Malians are optimistic about the direction of their country after last year’s election of President Ibrahim Boubacar Keita, according to an Afrobarometer survey released this week.
Afrobarometer is an African-led network of social scientists that conducts regular public opinion surveys in about 35 African countries.
Mike Bratton, a lead researcher of the Mali poll says the survey showed that nearly seven out of 10 Malians (67%) say the country is moving in the right direction.
The poll was conducted in 2013 following a peace agreement that ushered in stability in parts of the country’s north that were strongholds of Islamic insurgents.
The survey, Bratton says was an effort to try and assess the state of public opinion following the peace agreement that allowed Mali’s national army to take charge of the country’s north where Islamic militants controlled.
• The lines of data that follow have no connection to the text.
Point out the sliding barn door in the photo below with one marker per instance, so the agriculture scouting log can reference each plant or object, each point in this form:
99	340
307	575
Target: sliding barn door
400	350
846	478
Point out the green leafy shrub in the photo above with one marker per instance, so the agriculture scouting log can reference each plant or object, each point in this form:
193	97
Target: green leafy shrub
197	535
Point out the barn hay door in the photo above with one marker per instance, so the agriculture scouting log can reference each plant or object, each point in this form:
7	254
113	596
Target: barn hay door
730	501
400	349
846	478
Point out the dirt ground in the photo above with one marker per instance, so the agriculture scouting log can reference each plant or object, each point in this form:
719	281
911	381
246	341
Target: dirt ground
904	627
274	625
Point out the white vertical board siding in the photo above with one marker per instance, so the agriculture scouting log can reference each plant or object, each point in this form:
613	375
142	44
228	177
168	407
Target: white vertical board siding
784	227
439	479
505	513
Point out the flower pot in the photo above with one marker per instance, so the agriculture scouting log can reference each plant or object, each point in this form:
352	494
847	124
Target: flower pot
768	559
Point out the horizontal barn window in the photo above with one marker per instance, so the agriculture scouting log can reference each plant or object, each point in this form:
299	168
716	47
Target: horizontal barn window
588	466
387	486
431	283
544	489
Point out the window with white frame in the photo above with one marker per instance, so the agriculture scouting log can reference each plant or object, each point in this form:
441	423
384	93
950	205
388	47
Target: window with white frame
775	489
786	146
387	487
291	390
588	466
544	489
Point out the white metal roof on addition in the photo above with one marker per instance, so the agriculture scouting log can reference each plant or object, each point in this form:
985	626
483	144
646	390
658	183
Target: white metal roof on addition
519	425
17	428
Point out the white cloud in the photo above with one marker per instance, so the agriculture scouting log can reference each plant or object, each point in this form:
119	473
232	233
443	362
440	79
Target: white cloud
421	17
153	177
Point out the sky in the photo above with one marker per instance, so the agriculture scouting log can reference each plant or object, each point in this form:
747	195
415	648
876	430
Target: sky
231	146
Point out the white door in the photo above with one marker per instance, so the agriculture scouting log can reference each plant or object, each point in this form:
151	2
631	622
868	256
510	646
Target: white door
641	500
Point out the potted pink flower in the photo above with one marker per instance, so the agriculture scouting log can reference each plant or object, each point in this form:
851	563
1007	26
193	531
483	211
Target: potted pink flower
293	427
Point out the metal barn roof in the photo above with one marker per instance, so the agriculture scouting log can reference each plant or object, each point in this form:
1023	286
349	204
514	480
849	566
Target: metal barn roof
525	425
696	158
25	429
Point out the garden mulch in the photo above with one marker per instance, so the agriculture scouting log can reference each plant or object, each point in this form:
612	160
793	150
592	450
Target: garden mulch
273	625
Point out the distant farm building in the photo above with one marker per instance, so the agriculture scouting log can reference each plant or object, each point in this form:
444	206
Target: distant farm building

“What we found was there has been a considerable shift in the public mood. Whereas at the end of December 2012, 75 percent of Malians thought the country was going in the wrong direction. By December 2013 67 percent or two-thirds now thought that the country was going in the right direction, and remarkably, even in the north even higher proportions thought that the country was going in the right direction,” said Bratton.
He outlined some of the reasons that led to what he described as “a rebirth of optimism” among many Malians.
“One of the main factors is safety and security,” said Bratton. “About 60 percent of Malians now think that the country as a whole is safe and secure. This contrasts very strongly with the way they felt in 2012 when only 17 percent thought the country was safe and secure. It should be noted, however that people in the north are much more cautious. Only 44 percent think the country is safe and secure.”
Political instability as well as food insecurity was the major worry Malians wanted the new administration to urgently address during the polling period, according to Bratton.
Malians, Bratton says blame the influx of foreign militants for the country’s recent crisis.
“They also mentioned other factors such as the weakness of the state and the corruption of the previous government. They also raised the issue of drug trafficking and they said both ethnic rebels and religious jihadists were involved in this drug trade,” said Bratton.
He says the survey shows that Malians are hopeful the new government will implement economic measures to improve the lives of the citizens.
Mali was plunged into crisis following the overthrow of Amadou Toumani Toure’s administration in 2012.